Qui gouverne le monde ? Entretien avec Pierre Hassner

Le Proche-Orient explose, La Russie s’arme, la Chine menace ses voisins, l’Afrique de l’Est souffre…
Mais qui pilote le monde ? 
Plus personne, affirme Pierre Hassner. Bienvenue dans le « désordre » mondial.

Dans un article récent 1, vous annoncez la mort du « nouvel ordre mondial », né après la guerre froide et placé sous l’égide de l’Onu. Pourquoi ce modèle a-t-il échoué ?

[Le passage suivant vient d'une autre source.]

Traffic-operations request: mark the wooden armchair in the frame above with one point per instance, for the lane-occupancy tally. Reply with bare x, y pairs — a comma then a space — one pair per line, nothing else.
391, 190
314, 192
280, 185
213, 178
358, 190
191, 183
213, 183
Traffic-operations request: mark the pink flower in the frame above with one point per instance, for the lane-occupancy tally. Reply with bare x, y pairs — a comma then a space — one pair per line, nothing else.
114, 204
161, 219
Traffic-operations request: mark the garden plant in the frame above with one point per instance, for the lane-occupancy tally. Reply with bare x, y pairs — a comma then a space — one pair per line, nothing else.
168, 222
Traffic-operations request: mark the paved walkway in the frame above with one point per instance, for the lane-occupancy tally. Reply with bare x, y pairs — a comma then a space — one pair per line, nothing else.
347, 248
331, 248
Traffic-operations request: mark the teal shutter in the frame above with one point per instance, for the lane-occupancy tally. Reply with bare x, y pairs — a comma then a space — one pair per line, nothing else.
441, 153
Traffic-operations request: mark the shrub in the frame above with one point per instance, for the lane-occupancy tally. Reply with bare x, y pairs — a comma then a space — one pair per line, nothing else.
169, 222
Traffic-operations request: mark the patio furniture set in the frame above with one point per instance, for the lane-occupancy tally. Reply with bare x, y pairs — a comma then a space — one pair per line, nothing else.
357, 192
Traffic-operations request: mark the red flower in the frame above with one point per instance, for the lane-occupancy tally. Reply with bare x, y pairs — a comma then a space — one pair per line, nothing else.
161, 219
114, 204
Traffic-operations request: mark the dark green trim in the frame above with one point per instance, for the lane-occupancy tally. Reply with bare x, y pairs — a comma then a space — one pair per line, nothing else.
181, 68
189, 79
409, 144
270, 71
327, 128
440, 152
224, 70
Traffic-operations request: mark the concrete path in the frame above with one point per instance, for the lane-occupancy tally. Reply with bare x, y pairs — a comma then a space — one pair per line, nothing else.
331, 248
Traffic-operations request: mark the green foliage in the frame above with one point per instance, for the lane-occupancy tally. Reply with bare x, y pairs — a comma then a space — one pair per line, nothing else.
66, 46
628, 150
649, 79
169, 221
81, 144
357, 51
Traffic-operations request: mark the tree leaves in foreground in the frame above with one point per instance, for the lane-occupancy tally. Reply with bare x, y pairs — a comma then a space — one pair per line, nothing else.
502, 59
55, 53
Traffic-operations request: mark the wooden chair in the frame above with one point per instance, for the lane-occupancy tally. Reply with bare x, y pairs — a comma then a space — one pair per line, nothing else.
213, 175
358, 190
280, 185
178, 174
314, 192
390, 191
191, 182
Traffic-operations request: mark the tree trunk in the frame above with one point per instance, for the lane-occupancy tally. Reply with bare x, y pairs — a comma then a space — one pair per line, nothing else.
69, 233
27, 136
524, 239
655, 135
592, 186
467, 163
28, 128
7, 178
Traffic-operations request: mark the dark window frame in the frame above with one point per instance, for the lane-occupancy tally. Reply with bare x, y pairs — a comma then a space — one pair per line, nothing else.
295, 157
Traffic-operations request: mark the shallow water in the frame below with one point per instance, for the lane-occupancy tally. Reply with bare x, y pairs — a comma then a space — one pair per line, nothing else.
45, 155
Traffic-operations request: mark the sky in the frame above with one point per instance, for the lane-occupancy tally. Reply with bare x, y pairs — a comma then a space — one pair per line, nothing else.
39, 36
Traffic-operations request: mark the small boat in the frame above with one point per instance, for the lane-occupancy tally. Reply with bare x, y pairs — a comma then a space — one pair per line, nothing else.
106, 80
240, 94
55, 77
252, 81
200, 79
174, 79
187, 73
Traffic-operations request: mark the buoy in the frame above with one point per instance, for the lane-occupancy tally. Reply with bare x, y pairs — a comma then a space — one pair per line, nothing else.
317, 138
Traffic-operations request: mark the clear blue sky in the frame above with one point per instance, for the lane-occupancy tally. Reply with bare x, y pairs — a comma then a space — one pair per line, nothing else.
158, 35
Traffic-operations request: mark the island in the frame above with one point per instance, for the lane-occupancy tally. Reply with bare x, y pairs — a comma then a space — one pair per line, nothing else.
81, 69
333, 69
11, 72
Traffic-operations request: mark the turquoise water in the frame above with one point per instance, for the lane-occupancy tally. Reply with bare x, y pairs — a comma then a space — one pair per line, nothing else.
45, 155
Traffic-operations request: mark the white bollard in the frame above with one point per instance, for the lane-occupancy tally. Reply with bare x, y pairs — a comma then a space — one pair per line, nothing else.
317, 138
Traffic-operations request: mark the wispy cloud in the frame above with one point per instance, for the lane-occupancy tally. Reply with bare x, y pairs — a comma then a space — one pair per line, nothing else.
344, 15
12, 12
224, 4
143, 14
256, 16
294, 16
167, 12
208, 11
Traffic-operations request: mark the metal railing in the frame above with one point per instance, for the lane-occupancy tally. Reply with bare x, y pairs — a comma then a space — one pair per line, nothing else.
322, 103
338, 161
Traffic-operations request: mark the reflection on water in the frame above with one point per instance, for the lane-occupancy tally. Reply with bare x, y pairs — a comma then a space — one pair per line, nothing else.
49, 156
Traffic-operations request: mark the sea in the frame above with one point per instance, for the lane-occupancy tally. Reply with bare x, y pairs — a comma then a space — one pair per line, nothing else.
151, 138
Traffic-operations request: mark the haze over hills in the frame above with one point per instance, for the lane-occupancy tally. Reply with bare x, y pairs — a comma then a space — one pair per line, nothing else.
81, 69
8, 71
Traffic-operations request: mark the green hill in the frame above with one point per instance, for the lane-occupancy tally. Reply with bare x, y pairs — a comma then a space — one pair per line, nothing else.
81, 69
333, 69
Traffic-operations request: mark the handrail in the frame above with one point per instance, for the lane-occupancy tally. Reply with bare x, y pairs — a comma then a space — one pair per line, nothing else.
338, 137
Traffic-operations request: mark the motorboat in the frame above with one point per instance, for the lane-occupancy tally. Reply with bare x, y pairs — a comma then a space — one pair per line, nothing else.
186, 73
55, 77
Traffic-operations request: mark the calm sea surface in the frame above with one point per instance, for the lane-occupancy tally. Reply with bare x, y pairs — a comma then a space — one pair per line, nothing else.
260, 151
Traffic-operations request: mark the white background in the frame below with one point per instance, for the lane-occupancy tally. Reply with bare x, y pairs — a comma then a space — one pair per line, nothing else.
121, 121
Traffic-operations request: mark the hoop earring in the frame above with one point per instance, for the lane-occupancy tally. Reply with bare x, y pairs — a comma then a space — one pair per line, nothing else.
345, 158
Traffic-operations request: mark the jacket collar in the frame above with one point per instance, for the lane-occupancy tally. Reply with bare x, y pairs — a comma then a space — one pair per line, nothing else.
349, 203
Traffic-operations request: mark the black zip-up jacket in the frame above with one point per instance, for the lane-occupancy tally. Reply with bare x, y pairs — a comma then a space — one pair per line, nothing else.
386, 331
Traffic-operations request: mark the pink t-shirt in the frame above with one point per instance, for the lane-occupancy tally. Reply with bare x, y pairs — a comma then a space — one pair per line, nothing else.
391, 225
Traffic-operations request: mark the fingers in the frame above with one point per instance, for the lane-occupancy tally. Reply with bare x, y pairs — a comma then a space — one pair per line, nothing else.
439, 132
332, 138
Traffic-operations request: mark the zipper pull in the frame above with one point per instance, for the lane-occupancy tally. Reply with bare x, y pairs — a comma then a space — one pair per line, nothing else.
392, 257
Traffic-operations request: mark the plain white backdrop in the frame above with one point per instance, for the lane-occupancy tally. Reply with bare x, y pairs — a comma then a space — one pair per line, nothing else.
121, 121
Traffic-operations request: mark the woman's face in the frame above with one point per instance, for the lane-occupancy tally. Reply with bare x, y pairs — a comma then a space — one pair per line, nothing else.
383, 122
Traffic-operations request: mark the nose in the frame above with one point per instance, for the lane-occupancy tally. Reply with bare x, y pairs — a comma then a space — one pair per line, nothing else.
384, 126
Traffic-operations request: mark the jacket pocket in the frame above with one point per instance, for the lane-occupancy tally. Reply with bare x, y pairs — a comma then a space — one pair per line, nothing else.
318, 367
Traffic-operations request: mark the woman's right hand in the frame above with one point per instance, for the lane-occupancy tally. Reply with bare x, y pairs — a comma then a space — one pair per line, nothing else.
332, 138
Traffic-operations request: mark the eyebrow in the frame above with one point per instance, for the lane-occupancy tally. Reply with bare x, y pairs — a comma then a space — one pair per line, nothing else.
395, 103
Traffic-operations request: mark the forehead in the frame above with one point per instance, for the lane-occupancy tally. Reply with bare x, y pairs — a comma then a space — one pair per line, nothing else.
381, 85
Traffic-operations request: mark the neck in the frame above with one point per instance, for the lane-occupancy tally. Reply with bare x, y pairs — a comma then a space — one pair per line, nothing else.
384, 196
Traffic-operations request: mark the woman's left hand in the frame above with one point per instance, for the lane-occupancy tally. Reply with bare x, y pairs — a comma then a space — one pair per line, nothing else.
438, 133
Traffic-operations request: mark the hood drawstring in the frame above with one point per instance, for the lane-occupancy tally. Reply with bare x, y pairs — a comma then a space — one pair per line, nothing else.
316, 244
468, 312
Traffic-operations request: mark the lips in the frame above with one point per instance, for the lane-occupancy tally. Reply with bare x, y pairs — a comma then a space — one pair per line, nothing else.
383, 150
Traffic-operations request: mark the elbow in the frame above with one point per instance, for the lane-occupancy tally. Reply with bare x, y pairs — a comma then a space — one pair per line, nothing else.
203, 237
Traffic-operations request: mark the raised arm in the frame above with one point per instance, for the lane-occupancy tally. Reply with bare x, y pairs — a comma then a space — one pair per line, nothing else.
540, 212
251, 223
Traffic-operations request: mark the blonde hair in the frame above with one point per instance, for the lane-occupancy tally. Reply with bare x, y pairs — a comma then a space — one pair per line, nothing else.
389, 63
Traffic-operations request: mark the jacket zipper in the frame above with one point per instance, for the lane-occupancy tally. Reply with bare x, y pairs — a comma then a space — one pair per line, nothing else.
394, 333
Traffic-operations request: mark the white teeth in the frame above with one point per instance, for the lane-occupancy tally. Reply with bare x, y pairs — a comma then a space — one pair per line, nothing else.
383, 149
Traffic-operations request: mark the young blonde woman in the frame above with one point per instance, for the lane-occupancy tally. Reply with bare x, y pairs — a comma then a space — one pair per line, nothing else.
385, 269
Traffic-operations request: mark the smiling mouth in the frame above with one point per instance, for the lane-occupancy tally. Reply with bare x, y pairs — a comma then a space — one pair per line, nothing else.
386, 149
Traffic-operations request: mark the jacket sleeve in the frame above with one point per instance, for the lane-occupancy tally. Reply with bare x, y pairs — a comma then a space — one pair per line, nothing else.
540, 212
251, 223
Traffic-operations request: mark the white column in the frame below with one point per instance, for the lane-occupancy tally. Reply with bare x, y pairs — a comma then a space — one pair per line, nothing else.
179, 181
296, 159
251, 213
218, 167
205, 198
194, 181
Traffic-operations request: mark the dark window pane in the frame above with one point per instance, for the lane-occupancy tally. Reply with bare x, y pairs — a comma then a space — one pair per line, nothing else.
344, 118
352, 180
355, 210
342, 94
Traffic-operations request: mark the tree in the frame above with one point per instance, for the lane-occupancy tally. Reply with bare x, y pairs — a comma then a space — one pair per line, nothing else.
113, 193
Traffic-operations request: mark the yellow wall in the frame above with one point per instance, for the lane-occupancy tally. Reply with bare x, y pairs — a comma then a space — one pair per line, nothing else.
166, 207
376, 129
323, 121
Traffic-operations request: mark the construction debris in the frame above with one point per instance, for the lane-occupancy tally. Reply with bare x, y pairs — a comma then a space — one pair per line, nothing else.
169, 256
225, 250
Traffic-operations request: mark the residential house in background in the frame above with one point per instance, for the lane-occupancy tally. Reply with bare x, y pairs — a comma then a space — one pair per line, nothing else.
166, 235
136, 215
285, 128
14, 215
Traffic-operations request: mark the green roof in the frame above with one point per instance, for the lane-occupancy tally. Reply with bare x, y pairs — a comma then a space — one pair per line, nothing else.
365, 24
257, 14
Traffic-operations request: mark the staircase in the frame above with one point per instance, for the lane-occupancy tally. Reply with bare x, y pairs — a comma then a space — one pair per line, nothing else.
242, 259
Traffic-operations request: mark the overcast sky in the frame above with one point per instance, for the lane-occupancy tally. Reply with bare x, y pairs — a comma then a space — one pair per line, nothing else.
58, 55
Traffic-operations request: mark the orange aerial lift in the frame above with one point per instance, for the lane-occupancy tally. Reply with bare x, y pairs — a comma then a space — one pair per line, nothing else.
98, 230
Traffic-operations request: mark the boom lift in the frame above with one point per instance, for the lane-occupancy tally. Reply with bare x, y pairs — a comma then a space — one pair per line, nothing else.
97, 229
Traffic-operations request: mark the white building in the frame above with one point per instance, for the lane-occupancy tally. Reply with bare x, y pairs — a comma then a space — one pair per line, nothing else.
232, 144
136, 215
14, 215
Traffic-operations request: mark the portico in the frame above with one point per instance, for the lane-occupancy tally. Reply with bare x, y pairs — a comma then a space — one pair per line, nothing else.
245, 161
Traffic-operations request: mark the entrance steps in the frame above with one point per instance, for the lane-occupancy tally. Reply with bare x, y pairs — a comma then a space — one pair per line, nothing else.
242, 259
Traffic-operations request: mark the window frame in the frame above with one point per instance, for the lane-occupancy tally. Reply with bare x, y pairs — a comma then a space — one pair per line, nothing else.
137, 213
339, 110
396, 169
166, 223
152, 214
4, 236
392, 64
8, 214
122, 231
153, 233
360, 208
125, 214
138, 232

Pour répondre à votre question, il faut revenir au moment de la création de l’Onu. Au lendemain de la Seconde Guerre mondiale, Roosevelt a imaginé quatre gendarmes – les États-Unis, la Grande-Bretagne, la Russie et la Chine – qui feraient régner l’ordre et assureraient la sécurité. C’était en contradiction avec l’idée d’une organisation démocratique où tous les pays auraient les mêmes droits et il fallut arriver à un compromis. Ce fut la création du Conseil de sécurité avec cinq membres permanents disposant d’un droit de veto et de dix membres tournants.

Ce compromis initial a empêché l’Onu d’intervenir là ou elle aurait dû. Tout au long de la guerre froide, Occidentaux et Russes se sont opposés à coup de droit de veto… La première responsabilité de l’Onu, celle de protéger les populations, n’a fonctionné que de manière très chaotique : les Occidentaux sont intervenus militairement au Kosovo sans mandat du Conseil de sécurité ; les Russes ont détruit la Tchétchénie, les Chinois sont impassibles sur le Tibet et en conflit avec nombre de leurs voisins…

La dernière occasion de faire avancer la cause de l’Onu (l’adoption de la notion de « responsabilité de protéger ») s’est effondrée avec l’affaire libyenne. Le mandat donné aux forces onusiennes, essentiellement occidentales, était clair : empêcher un génocide annoncé. Or c’est à la chute d’un régime à laquelle nous avons assisté. Beaucoup de pays, dont les Russes et les Chinois, sont donc en droit de dire que les Occidentaux ont outrepassé leur mandat et instrumentalisé l’Onu à des fins politiques. De plus, le résultat est chaotique : une grande partie de l’Afrique de l’Est est déstabilisée, énormément d’armes circulent dans cette partie du monde, et l’on regarde maintenant les Syriens se faire massacrer. Dans le livre que j’ai dirigé avec Gilles Andréani, Justifier la guerre (2e éd., 2014), le juriste Michael J. Glennon propose d’ailleurs que l’on déclare la charte de l’Onu en désuétude car aucun État ne l’a appliquée en renonçant à se faire justice lui-même.